A food fight goes to court.

This was an action brought February 4, 1887, against the collector of the port of New York to recover back duties paid under protest on tomatoes imported by the plaintiff from the West Indies in the spring of 1886, which the collector assessed under “Schedule G. Provisions” of the tariff act of March 3, 1883, imposing a duty on “vegetables in their natural state, or in salt or brine, not specially enumerated or provided for in this act, 10 percent ad valorem” and which the plaintiffs contended came within the clause in the free list of the same act: “Fruits, green, ripe, or dried, not specially enumerated or provided for in this act.”

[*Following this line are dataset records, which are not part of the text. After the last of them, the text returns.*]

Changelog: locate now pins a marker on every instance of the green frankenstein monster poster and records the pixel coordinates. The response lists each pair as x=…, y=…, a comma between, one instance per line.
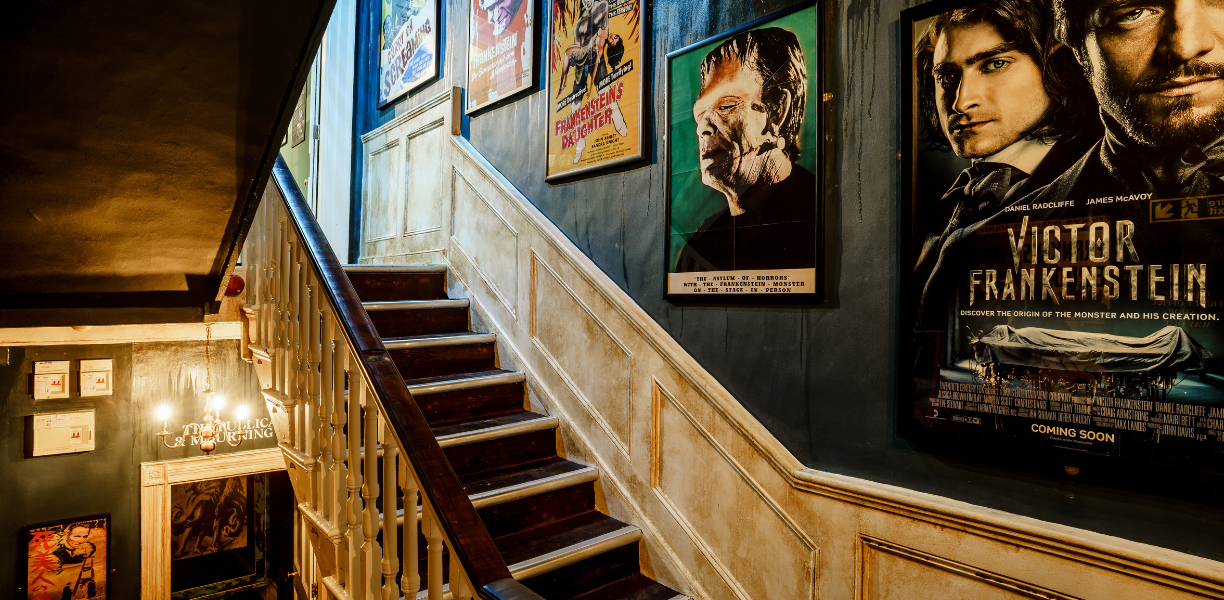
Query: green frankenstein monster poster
x=743, y=154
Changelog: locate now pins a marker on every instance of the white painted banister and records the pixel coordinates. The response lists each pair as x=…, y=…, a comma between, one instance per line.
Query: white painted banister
x=344, y=453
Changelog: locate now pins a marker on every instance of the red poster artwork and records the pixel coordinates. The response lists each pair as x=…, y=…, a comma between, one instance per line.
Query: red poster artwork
x=67, y=560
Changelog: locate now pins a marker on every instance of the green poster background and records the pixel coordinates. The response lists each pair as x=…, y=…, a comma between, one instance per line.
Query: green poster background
x=692, y=201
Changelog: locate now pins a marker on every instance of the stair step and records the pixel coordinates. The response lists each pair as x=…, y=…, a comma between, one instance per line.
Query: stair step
x=398, y=282
x=398, y=305
x=635, y=587
x=552, y=506
x=394, y=268
x=442, y=360
x=415, y=342
x=564, y=543
x=530, y=483
x=457, y=382
x=612, y=574
x=495, y=487
x=470, y=404
x=400, y=318
x=492, y=429
x=501, y=453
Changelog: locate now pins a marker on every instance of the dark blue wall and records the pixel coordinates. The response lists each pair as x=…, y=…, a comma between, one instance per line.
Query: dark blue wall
x=820, y=378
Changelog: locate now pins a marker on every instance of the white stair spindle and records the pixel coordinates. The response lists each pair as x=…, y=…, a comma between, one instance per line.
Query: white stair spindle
x=327, y=403
x=371, y=556
x=391, y=558
x=410, y=578
x=356, y=583
x=433, y=550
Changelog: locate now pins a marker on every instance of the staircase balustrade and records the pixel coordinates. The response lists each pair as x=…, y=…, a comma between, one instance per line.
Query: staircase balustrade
x=339, y=405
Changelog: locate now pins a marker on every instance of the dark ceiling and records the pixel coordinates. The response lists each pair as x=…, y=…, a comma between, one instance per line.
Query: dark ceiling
x=135, y=141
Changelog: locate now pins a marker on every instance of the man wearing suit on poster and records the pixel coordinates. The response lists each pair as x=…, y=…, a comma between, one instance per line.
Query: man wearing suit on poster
x=996, y=88
x=1158, y=71
x=748, y=115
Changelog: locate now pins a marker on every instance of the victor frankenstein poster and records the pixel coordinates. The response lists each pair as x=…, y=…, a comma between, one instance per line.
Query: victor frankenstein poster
x=595, y=85
x=1064, y=229
x=743, y=154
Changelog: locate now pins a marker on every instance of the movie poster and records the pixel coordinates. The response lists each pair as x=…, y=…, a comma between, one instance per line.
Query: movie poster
x=1065, y=232
x=743, y=153
x=408, y=47
x=66, y=560
x=501, y=50
x=207, y=517
x=595, y=85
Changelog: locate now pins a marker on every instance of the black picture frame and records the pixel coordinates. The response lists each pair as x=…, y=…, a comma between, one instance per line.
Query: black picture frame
x=1009, y=456
x=817, y=102
x=440, y=48
x=524, y=90
x=644, y=98
x=39, y=562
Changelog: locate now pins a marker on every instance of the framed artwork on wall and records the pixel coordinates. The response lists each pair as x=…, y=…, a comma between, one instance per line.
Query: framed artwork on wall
x=501, y=50
x=66, y=558
x=743, y=164
x=408, y=47
x=596, y=86
x=1058, y=233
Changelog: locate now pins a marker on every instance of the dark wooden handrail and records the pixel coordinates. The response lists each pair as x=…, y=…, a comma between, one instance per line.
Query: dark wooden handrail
x=470, y=540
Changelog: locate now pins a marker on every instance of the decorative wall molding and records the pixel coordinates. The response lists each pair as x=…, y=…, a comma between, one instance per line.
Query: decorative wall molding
x=711, y=489
x=119, y=333
x=924, y=565
x=156, y=481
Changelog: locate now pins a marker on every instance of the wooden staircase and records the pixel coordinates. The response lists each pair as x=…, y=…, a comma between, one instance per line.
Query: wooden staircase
x=539, y=507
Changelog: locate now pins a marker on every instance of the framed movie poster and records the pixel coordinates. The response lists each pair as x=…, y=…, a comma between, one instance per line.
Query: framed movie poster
x=218, y=536
x=66, y=558
x=596, y=85
x=501, y=50
x=408, y=47
x=743, y=163
x=1063, y=232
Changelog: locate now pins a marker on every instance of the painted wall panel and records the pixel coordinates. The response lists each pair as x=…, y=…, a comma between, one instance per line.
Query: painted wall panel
x=593, y=361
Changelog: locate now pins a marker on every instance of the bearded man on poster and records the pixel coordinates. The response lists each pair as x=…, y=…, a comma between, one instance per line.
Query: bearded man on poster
x=995, y=87
x=1158, y=72
x=748, y=115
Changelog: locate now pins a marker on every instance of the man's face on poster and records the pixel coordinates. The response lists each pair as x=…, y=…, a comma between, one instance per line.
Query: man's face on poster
x=500, y=14
x=1158, y=67
x=76, y=536
x=732, y=125
x=988, y=93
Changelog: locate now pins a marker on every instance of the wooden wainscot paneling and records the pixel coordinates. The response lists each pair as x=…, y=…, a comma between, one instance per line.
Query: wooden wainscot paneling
x=583, y=352
x=156, y=481
x=383, y=181
x=890, y=571
x=422, y=201
x=405, y=191
x=487, y=241
x=757, y=547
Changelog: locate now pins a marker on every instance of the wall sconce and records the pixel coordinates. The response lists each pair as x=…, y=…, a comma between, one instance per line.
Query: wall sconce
x=211, y=426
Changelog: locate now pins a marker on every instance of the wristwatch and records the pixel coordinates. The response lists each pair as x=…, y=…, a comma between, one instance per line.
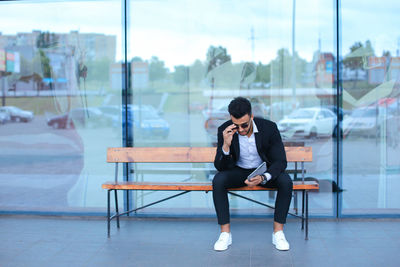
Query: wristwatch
x=264, y=181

The single question in this case is whether tomatoes, considered as provisions, are to be classed as vegetables or as fruit within the meaning of the tariff act of 1883.

The only witnesses called at the trial testified that neither vegetables nor fruit had any special meaning in trade or commerce different from that given in the dictionaries, and that they had the same meaning in trade today that they had in March 1883.

The passages cited from the dictionaries define the word fruit as the seed of plants, or that part of plants which contains the seed, and especially the juicy, pulpy products of certain plants, covering and containing the seed. These definitions have no tendency to show that tomatoes are “fruit,” as distinguished from “vegetables,” in common speech, or within the meaning of the tariff act. There being no evidence that the words fruit and vegetables have acquired any special meaning in trade or commerce, they must receive their ordinary meaning. Of that meaning the court is bound to take judicial notice, as it does in regard to all words in our own tongue; and upon such a question dictionaries are admitted not as evidence but only as aids to the memory and understanding of the court.

Aura, by Chris Fraser, 2015. © Chris Fraser, courtesy of the artist and Gallery Wendi Norris, San Francisco.

Botanically speaking, tomatoes are the fruit of a vine, just as are cucumbers, squashes, beans, and peas. But in the common language of the people, whether sellers or consumers of provisions, all these are vegetables which are grown in kitchen gardens, and which, whether eaten cooked or raw, are, like potatoes, carrots, parsnips, turnips, beets, cauliflower, cabbage, celery, and lettuce, usually served at dinner in, with, or after the soup, fish, or meats which constitute the principal part of the repast, and not, like fruits generally, as dessert.

The attempt to class tomatoes as fruit is not unlike a recent attempt to class beans as seeds, of which Mr. Justice Bradley, speaking for this court, said, “We do not see why they should be classified as seeds, any more than walnuts should be so classified. Both are seeds, in the language of botany or natural history, but not in commerce nor in common parlance. On the other hand, in speaking generally of provisions, beans may well be included under the term vegetables. As an article of food on our tables, whether baked or boiled, or forming the basis of soup, they are used as a vegetable, as well when ripe as when green. This is the principal use to which they are put. Beyond the common knowledge which we have on this subject, very little evidence is necessary, or can be produced.” Judgment affirmed.

Contributor

Horace Gray

From his opinion in Nix v. Hedden. Produce importer John Nix and his four sons hoped to avoid a 10 percent tax on their Caribbean tomatoes under the Tariff of 1883, an act signed into law by Chester A. Arthur that exempted fruit. Though the decision would seem to legally preclude them from doing so, Tennessee, Ohio, Arkansas, and Louisiana have since named tomato varieties their state fruit. In 2016 the Michelin-starred vegetarian restaurant Nix, named for the decision, opened in New York City.